Além do controle térmico da temperatura, os gases incombustíveis que são liberados durante a queima deslocam rapidamente o oxigênio do ar. Essa ação sufoca o foco original do incêndio, dificultando consideravelmente que o fogo se espalhe para outras áreas da edificação residencial ou comercial. Contudo, a estruvita pura apresenta uma característica mecânica quebradiça, o que exigiu da equipe uma solução biológica inusitada para fortalecer a mistura.
Qual é o papel da enzima de semente de melancia no processo?
Para superar a fragilidade do componente mineral isolado, os cientistas misturaram a composição base com uma enzima extraída diretamente de sementes de melancia. Essa adição orgânica fortaleceu o material de tal forma que ele pôde ser utilizado com alta eficácia como um elemento de preenchimento estrutural para as partículas de serragem descartadas pela indústria madeireira.
O funcionamento mecânico da enzima ocorre através do aumento expressivo do volume dos cristais de estruvita. A reação catalítica faz com que os minerais preencham completamente todas as cavidades vazias existentes entre os fragmentos de madeira, unindo todos os componentes de maneira rígida, coesa e segura. Quando o composto final é despejado em um molde industrial, aquecido em forno e posteriormente resfriado em temperatura ambiente, o resultado é um painel íntegro e pronto para uso civil.
O material é mais forte do que a madeira de abeto original
Explicou o pesquisador responsável pelo estudo suíço, referindo-se especificamente à espécie de árvore de onde a serragem foi derivada para a realização dos testes de laboratório comparativos de resistência mecânica.
Quais são os desafios econômicos e ambientais da produção em massa?
A sustentabilidade ecológica é indiscutivelmente um dos fatores mais atrativos do projeto.
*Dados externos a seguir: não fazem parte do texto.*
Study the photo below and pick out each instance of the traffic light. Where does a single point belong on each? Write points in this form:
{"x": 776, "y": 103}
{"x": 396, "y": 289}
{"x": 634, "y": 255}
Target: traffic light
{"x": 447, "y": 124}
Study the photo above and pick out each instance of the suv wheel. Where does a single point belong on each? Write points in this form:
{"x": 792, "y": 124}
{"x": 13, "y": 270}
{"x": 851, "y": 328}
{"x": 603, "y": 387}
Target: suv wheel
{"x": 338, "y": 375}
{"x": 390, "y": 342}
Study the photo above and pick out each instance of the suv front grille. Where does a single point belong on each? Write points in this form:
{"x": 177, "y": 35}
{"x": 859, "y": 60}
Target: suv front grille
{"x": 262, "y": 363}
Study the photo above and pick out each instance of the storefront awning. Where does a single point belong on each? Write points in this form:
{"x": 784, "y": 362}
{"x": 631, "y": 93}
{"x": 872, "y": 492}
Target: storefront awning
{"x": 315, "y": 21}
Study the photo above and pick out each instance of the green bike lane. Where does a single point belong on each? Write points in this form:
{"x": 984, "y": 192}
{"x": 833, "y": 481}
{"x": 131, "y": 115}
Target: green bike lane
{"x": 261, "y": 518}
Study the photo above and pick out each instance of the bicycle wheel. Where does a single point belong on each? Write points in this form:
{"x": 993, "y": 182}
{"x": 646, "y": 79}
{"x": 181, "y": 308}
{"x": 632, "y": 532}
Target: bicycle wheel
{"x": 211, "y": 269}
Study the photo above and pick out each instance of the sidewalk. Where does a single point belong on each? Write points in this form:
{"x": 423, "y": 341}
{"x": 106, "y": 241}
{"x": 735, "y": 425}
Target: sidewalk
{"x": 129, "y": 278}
O ciclo de vida do produto acabado permite uma reciclagem completa e eficiente. Para que isso ocorra, basta que os painéis antigos sejam triturados e levemente aquecidos para que seus componentes principais se separem, podendo ser reconstituídos em novas peças para uso interno. O estudo científico destaca que o novo material tem um potencial enorme para se tornar um contribuinte de peso para a transição global rumo à economia circular.
O obstáculo central para a comercialização massiva, no entanto, reside exclusivamente nos custos de produção em escala industrial. O uso do mineral recuperado como aglutinante principal enfrenta barreiras mercadológicas importantes, que podem ser resumidas nos seguintes pontos:
- O preço da extração de estruvita ainda é consideravelmente mais alto quando comparado a aglutinantes poliméricos convencionais ou ao cimento tradicional do mercado.
- A necessidade técnica de extrair o mineral de forma limpa e econômica a partir das estações de tratamento de esgoto demanda parcerias industriais sólidas que ainda precisam ser formalizadas.
- O processamento e a purificação laboratorial dos depósitos retirados das redes de tubulações exigem altos investimentos iniciais em infraestrutura de coleta e refino químico.
Caso a indústria de materiais avançados consiga contornar satisfatoriamente esses entraves financeiros de curto prazo, o modelo de negócios traria um benefício fundamental para a infraestrutura urbana moderna. As empresas produtoras ganhariam uma fonte constante e sustentável do mineral para a fabricação contínua dos painéis antíchamas.